Dan Asmussen, whose "Bad Reporter" cartoons ran in the San Francisco Chronicle and were syndicated by Universal Press Syndicate, died December 9 at the age of 59. What a loss!
Maybe because what they produce are "merely" comics, not "serious" journalism, some great cartoonists are allowed to depict social reality in the corporate media. Does any journalist with a mass audience describe our nation's breakdown more reliably than Doonesbury? Is there a series on TV that cuts closer to the bone than The Simpsons?
Asmussen's cartoons stopped running regularly a few years ago when the cancer he was supposedly free of reappeared in his brain. His sense of humor was unique — brilliance disguised as silliness. He claimed to be exposing "the LIES behind the TRUTH, and the TRUTH behind those LIES that are behind that TRUTH."
In the summer of 1996, when Attorney General Dan Lungren urged California newspaper publishers to spike a week of Doonesbury cartoons in which Garry Trudeau defended the San Francisco Cannabis Buyers Club's right to exist, Asmussen weighed in with strips of his own (click to enlarge).
Asmussen came from Rhode Island. He began his career Back East working for an ad agency as a graphic artist and lay-out specialist. After brief stints cartooning at newspapers in Detroit, Portland and San Diego, he went to work in 1995 for Hearst's San Francisco Examiner, which later underwent a bizarre merger with the Chronicle. Editor Phil Bronstein, Asmussen's boss and friend, was allied with the Democratic Party establishment led by Sen. Diane Feinstein and Mayor Willie Brown. In 2000 they were trying to orchestrate a recall of District Attorney Terence Hallinan. The paper had run a series of hit pieces portraying Hallinan as soft-on-crime. Hallinan was surprised by the fierceness of the animosity coming from Brown, who he regarded as an old friend. He mentioned to a reporter that he wished he and the mayor could "break bread and talk things through." This inspired a series of four Asmussen cartoons that effectively ridiculed the premise of the Chronicle's Get-Kayo campaign. Here are the first two:
Asmussen's cartoons broke the momentum of the Chronicle's recall effort and Hallinan and his press secretary (your correspondent) breathed a sigh of relief. I called Asmussen to thank him and express my admiration. He had a thing about the band called Bread, whose big hit was a song called "I want to make it with you." I told him that whenever it came in the radio I made a mad reach for the knob and twirled it to anywhere else on the dial. He sent me a signed color print of the four-cartoon series which I'm looking at right now on a nearby wall.

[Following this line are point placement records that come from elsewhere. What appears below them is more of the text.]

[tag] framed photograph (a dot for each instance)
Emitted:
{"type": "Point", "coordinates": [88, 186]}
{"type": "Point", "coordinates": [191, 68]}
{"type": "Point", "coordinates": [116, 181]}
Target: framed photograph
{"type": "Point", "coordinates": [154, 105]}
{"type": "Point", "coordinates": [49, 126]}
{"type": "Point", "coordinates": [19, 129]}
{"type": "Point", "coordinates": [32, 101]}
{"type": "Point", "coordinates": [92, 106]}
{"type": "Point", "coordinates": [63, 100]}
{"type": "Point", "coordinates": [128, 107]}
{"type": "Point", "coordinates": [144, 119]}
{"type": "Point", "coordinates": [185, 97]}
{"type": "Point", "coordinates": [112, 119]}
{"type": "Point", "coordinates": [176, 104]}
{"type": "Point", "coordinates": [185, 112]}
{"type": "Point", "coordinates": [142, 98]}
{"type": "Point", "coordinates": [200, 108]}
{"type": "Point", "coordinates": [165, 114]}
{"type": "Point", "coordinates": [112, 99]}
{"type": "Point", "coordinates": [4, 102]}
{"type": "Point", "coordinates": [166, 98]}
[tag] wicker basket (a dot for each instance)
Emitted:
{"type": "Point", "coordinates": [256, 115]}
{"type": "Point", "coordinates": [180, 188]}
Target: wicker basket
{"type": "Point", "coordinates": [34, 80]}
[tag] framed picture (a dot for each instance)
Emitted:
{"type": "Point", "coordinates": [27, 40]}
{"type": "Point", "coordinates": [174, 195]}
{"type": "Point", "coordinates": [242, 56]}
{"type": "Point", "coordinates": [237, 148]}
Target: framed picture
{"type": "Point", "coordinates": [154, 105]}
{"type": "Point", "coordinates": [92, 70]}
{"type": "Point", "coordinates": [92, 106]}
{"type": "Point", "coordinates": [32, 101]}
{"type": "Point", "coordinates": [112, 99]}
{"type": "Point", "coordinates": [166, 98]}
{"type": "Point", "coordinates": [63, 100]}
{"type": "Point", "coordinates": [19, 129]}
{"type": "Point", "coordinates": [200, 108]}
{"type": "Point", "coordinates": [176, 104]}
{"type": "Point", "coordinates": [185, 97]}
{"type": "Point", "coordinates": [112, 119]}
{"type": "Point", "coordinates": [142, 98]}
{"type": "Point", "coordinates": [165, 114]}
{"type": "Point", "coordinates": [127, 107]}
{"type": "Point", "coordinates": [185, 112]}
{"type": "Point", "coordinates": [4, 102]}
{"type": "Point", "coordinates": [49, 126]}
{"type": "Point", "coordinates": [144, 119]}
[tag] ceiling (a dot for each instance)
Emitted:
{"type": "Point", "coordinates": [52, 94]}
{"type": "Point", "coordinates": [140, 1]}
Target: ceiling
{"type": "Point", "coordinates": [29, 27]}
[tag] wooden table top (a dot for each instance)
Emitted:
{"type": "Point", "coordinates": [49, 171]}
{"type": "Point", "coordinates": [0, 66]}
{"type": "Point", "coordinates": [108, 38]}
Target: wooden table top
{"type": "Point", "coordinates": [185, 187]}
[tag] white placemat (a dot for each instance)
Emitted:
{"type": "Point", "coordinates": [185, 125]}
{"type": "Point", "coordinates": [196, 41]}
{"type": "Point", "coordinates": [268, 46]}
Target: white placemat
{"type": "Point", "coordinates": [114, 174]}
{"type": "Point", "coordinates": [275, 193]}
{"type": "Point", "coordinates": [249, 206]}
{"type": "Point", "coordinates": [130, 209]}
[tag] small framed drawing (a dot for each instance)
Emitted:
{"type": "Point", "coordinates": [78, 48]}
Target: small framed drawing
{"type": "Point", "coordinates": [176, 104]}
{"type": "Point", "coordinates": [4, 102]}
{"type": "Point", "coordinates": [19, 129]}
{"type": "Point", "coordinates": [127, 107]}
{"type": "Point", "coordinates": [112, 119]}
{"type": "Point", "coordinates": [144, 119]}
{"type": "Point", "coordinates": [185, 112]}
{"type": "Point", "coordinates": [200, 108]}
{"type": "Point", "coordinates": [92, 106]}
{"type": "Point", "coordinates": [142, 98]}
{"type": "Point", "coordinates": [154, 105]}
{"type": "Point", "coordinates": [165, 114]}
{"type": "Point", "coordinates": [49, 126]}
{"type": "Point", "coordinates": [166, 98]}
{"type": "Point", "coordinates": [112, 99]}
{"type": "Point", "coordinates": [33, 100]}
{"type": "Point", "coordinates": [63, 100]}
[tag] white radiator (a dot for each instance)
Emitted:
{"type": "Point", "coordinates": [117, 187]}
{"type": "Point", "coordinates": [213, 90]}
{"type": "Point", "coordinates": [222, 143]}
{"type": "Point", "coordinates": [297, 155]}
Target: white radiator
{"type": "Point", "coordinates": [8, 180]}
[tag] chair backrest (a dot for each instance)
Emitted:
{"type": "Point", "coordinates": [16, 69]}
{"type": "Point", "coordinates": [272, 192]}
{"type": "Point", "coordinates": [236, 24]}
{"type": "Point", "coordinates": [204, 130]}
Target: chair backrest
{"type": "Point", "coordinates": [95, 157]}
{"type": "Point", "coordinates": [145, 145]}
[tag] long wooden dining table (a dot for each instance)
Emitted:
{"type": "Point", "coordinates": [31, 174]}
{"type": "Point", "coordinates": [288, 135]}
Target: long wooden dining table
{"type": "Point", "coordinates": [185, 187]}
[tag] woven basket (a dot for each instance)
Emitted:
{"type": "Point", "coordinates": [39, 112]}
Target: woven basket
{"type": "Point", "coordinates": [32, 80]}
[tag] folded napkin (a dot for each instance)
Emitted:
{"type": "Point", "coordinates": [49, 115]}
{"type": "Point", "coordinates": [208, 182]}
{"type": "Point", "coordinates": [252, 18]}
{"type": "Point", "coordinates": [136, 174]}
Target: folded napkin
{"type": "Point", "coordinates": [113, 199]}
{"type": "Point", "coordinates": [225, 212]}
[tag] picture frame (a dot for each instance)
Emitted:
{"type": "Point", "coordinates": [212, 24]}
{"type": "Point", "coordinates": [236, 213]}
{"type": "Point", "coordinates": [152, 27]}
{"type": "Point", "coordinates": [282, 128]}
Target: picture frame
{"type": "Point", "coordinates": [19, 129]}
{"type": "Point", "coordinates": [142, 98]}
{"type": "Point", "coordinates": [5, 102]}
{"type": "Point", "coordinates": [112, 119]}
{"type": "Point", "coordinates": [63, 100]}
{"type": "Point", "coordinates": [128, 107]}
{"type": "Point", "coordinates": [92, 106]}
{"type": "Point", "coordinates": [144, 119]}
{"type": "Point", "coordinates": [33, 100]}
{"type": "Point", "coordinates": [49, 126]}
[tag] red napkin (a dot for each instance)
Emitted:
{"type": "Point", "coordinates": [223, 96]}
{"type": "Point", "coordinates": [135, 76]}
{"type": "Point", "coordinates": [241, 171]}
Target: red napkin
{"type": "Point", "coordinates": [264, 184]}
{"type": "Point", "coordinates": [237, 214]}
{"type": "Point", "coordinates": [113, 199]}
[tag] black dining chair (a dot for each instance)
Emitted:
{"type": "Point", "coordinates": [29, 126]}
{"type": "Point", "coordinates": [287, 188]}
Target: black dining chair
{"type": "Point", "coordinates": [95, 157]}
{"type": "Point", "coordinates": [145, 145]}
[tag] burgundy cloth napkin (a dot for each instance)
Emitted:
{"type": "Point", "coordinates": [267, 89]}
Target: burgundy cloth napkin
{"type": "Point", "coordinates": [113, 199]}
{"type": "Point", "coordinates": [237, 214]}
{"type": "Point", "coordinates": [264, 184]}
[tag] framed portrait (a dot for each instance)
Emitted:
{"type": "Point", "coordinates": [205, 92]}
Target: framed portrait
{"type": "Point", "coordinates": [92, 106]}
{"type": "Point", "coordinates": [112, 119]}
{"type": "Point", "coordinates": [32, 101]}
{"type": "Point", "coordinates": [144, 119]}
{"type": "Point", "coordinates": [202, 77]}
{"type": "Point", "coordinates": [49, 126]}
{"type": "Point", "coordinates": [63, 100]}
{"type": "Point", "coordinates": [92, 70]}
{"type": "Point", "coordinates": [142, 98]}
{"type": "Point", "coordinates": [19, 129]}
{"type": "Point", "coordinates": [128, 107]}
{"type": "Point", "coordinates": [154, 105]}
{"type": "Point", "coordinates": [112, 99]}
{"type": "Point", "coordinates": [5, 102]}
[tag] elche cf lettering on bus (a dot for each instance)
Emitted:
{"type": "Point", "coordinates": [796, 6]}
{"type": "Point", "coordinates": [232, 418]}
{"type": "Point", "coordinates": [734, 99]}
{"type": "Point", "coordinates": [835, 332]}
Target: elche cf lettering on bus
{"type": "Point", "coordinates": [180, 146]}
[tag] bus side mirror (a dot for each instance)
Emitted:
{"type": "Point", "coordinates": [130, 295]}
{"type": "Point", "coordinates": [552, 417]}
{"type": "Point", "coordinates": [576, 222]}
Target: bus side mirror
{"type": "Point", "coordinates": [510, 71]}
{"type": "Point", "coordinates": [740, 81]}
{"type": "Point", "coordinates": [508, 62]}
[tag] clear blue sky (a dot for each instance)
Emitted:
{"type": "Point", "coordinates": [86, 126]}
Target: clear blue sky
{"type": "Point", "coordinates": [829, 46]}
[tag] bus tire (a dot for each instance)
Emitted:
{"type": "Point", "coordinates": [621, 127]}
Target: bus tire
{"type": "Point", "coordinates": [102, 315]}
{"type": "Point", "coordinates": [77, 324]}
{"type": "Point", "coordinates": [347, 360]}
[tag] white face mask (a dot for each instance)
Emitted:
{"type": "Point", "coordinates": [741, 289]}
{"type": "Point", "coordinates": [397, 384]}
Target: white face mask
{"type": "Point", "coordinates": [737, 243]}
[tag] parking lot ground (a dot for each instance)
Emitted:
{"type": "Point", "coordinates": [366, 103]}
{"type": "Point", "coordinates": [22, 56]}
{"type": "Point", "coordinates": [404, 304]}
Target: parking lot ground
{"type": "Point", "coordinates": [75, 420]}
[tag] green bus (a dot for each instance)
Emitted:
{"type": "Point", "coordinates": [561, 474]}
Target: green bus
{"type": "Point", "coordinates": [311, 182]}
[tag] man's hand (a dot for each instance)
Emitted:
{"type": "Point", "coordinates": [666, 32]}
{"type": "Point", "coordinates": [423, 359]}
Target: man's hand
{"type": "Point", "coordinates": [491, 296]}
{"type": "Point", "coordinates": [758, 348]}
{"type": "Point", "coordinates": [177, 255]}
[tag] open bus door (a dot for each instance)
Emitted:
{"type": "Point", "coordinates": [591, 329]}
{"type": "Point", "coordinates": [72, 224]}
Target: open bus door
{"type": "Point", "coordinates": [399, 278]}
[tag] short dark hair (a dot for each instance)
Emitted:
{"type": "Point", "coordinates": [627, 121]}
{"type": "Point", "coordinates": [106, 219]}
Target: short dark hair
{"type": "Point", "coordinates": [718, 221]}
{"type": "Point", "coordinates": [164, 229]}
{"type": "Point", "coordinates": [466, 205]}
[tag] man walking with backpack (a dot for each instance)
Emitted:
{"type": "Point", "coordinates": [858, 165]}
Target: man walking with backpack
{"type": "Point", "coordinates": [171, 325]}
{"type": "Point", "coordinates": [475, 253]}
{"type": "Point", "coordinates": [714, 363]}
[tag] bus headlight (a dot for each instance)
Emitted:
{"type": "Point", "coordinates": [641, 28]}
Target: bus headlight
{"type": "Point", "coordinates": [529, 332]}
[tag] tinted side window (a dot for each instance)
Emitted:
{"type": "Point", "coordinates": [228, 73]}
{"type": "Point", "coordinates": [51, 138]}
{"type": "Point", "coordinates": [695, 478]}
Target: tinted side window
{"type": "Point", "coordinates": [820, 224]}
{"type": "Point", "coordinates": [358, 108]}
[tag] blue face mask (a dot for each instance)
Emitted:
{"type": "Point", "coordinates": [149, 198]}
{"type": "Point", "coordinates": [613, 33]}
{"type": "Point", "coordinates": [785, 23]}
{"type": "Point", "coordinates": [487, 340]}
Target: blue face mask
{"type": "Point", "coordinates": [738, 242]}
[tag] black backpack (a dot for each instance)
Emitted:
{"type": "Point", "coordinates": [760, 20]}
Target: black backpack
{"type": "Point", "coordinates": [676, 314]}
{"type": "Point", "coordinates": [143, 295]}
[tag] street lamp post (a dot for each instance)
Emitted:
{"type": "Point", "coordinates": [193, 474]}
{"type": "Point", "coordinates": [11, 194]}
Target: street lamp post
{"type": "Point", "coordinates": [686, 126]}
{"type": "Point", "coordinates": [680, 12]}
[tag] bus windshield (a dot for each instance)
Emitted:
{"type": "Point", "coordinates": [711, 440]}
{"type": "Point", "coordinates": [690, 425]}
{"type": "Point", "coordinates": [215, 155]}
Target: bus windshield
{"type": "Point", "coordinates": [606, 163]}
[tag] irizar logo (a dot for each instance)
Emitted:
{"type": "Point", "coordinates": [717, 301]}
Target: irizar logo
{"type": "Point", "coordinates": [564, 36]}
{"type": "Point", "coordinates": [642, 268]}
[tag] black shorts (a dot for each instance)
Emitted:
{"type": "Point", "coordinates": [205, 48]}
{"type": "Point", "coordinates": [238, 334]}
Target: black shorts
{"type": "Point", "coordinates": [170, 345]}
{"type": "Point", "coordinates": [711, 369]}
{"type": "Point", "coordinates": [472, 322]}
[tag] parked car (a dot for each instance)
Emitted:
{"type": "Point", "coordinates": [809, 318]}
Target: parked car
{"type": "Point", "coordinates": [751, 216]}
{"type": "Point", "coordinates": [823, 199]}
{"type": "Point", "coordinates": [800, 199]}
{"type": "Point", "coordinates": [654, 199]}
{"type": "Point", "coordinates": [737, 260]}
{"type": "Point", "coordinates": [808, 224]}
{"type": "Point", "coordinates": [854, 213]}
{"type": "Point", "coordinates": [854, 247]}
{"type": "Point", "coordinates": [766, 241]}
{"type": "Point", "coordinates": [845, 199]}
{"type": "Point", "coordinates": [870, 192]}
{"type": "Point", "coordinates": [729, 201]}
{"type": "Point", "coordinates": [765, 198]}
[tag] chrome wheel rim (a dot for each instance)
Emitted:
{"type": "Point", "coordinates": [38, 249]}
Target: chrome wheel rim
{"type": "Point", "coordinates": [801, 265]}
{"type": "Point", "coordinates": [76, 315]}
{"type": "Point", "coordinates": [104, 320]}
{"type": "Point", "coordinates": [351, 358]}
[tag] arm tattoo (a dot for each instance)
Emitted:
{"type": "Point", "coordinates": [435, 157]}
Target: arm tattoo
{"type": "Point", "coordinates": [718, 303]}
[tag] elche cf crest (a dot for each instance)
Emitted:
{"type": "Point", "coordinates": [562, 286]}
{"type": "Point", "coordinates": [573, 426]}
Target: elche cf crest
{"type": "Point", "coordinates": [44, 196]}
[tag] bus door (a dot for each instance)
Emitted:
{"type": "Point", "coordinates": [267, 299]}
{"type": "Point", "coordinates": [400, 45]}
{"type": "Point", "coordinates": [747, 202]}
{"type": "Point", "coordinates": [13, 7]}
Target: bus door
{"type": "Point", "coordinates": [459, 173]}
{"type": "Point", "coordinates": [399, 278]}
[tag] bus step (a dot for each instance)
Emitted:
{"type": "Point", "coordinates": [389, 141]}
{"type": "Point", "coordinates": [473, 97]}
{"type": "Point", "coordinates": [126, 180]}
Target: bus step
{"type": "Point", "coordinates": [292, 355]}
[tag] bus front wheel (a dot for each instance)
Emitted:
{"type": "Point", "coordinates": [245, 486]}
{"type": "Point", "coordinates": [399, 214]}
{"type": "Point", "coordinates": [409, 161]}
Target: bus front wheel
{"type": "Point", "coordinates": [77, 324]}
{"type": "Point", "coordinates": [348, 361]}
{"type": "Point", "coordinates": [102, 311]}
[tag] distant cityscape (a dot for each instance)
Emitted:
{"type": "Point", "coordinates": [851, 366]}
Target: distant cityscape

Although some of Asmussen's drawings seem childlike and crude, that was intentional. He was a technically skilled artist capable of subtle, revealing caricatures. Here's one he did to accompany a Matier & Ross story about tension between two of Hallinan's Assistant DAs, Kimberly Guilfoyle and Kamala Harris.
In a heartfelt obituary, Asmussen's colleague Peter Hartlaub wrote, "The cancer returned in 2018, including a tumor in his brain. I thought it must be bad, not because he talked about it, but because he kept playing David Bowie’s final album-before-death 'Blackstar' on repeat while he continued to work as hard as ever... The funny never waned. Asmussen made some of his best work late that year, finding laughs in everything from the ubiquitous Shen Yun performing arts exhibition to the growing garbage patch in the Pacific; humor that continued up until days before a very risky surgery at the end of 2018."
In 2019 Asmussen did the illustrations for "The Wig Diaries," a bittersweet book by Mary Ladd about dealing with the ordeal of cancer.
This issue of the AVA comes out on 12/22/21 —the last date-as-palindrome the Julian calendar will ever produce.